CUANDO SE EMPEZO A JODER EL PERU

Jaime Bayly,Un hombre en la luna
 

Roberto Letts fue víctima de un robo del que no alcanzó a recuperarse: le robaron su hacienda, miles de hectáreas, en nombre de la “justicia social” y la “reforma agraria”, lo despojaron de la riqueza que había ganado en una larga vida de trabajo: sus tierras, sus árboles de naranjas y manzanas, sus tractores, sus técnicas de riego y fertilizantes, sus cuadernos apolillados en los que anotaba las deudas
a los bancos y los pagos a los trabajadores, la casa que había reconstruido después del terremoto: todo. A cambio le dieron unos bonos, unos papeles que no valían nada y que, con descaro, convalidaban la estafa, el robo.

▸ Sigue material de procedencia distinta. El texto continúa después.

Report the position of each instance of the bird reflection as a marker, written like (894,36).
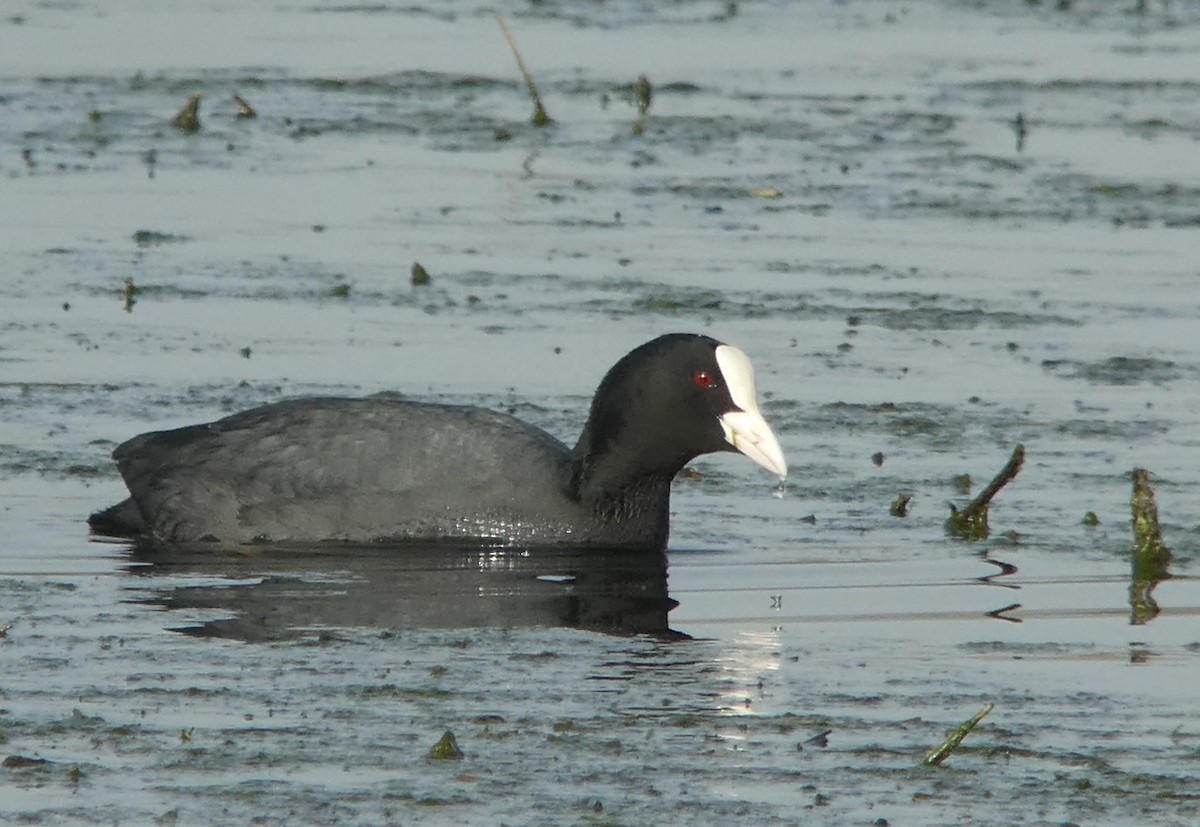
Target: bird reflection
(280,592)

Los recuerdos que tengo de don Roberto en su hacienda son felices: un hombre libre, prosperando, trabajando sin desmayo para recoger y vender naranjas y manzanas, un hombre de campo subido en un caballo o un tractor, recorriendo sus tierras, vigilando que las plagas no dañasen los árboles, piropeando a las mujeres del campo, a todas las mujeres, incluso a las que no parecían tan guapas. No era un hombre de ideas, un intelectual: era un hombre de trabajo, un hombre de negocios, un hombre de campo. Lo que tal vez lo definía era su premura para levantarse al alba, su impaciencia para salir a trabajar de sol a sombra. Nada lo detenía, era una fuerza de la naturaleza, un hombre resuelto a sobreponerse a las adversidades y prevalecer.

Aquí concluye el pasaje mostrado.